Vera Kistiakowsky
In Memoriam: September 9, 1928 – December 11, 2021
In Memoriam: September 9, 1928 – December 11, 2021
Research Interests
Kistiakowsky’s professional career began in the nuclear chemistry field, later moving to nuclear physics, and then particle physics, and finally astrophysics. She held a postdoctoral fellowship working in experimental nuclear physics with Luis Walter Alvarez. She worked at Columbia University from 1954–1959, first as a research fellow in chemistry, assisting a nuclear chemist; she then found support to become a research associate in the physics department assisting Chien-Shiung Wu. Kistiakowsky and her family moved to Cambridge, Massachusetts when her husband got a job at Cambridge Electronic Accelerator. She then worked at Brandeis University for a short time as an assistant professor before starting work at MIT in 1963. At MIT she began her career as a staff member of the MIT Laboratory for Nuclear Science where she worked from 1963 to 1969. She was Senior Research Scientist in the MIT Department of Physics from 1969 to 1971. In 1972 she was the first woman appointed MIT professor of physics.
Biographical Sketch
Vera Kistiakowsky, longtime senior research scientist in the physics department and the Laboratory for Nuclear Science at the Massachusetts Institute of Technology, has had an illustrious career in nuclear physics, and is regarded as one of the country’s outstanding scientists in the twentieth century.

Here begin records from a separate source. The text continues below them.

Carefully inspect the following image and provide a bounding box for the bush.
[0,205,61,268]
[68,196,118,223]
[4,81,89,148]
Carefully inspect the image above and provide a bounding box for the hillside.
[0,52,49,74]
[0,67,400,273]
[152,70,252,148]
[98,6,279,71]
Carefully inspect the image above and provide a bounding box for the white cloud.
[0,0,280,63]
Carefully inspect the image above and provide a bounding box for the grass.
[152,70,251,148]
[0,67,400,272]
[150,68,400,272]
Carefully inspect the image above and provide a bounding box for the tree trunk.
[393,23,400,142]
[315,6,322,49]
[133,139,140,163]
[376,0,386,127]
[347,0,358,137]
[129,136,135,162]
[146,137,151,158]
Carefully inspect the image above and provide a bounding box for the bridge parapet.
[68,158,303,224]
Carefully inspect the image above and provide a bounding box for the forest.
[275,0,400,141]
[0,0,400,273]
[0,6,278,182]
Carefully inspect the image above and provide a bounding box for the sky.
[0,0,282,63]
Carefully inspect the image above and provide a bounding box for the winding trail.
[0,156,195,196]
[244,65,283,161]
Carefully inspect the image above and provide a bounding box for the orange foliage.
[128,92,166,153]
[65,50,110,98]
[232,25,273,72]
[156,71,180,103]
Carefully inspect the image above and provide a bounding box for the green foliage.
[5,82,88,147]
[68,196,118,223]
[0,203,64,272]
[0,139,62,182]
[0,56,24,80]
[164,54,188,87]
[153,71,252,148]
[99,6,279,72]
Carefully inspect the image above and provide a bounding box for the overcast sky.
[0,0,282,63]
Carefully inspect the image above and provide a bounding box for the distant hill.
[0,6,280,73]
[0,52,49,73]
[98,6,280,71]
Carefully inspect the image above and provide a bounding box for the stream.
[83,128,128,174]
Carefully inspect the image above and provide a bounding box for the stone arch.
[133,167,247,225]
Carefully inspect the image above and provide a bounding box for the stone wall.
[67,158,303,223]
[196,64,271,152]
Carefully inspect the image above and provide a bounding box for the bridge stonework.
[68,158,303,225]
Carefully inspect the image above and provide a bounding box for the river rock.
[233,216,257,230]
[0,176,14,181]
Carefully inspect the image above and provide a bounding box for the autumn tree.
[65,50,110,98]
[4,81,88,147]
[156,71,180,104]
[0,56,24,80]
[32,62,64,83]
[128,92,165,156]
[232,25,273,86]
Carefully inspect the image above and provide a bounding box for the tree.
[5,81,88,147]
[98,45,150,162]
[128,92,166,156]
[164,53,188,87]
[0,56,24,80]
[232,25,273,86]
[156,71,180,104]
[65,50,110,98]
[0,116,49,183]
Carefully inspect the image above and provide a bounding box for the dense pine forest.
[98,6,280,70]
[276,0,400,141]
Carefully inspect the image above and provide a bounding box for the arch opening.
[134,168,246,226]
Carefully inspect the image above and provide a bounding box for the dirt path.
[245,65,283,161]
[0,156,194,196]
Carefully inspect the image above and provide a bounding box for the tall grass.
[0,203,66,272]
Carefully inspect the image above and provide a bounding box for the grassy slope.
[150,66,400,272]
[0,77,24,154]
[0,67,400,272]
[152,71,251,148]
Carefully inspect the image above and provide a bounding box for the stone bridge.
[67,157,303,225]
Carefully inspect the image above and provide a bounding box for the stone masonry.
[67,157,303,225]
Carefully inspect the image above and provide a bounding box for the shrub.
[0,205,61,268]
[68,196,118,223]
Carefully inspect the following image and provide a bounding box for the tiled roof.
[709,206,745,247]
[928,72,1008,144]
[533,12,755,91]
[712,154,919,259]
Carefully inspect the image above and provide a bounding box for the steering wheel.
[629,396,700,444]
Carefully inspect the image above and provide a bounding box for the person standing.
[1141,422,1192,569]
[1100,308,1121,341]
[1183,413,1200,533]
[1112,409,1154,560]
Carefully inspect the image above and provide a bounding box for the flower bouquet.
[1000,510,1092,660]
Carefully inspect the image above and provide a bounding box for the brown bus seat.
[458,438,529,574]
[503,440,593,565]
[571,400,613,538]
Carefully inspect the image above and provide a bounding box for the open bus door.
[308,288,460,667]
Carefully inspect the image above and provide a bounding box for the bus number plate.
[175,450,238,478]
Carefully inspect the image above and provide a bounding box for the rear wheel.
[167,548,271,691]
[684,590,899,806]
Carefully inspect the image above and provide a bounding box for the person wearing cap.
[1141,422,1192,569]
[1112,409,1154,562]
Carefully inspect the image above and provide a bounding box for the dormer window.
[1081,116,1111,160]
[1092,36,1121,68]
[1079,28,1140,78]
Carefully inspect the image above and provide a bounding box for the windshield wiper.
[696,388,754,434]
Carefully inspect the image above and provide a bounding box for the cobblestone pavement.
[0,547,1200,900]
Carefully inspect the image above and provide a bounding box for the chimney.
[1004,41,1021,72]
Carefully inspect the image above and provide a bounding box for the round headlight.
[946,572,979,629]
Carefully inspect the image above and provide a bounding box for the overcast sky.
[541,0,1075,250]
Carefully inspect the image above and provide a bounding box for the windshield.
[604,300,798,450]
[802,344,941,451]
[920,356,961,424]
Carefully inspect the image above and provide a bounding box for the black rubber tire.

She had been a staff member of major research installations and had combined teaching with basic research in nuclear physics both at Columbia and Brandeis Universities before joining the faculty at MIT in 1963, and rising in 1972 to the rank of Professor of Physics, the first woman appointed MIT professor of physics. She is now professor emerita there.
In 1965, under the auspices of the Scientific Exchange Program of the Atomic Energy Commission, she studied and did research at the Physical Institute, Erevan, USSR.
The author of more than 70 scientific papers on such subjects as experimental nuclear physics, experimental high energy physics, and the effects of military funding on university research, she is also the coauthor of a paper on the “Baccalaureate Origins of American Scientists and Scholars,” in which she shows not only the important contributions of women’s colleges but also the special contributions of Mount Holyoke in the physical and life sciences. She has served as chairwoman of the Committee on Women in Physics of the American Physical Society, was coauthor of the report “Women in Physics,” has served as president of the Association for Women in Science, and was an elected member of the Senate of Phi Beta Kappa. She also has published two scientific books for children.
Kistiakowsky, who holds a doctor of philosophy from the University of California at Berkeley, was awarded an honorary doctor of science degree from Mount Holyoke.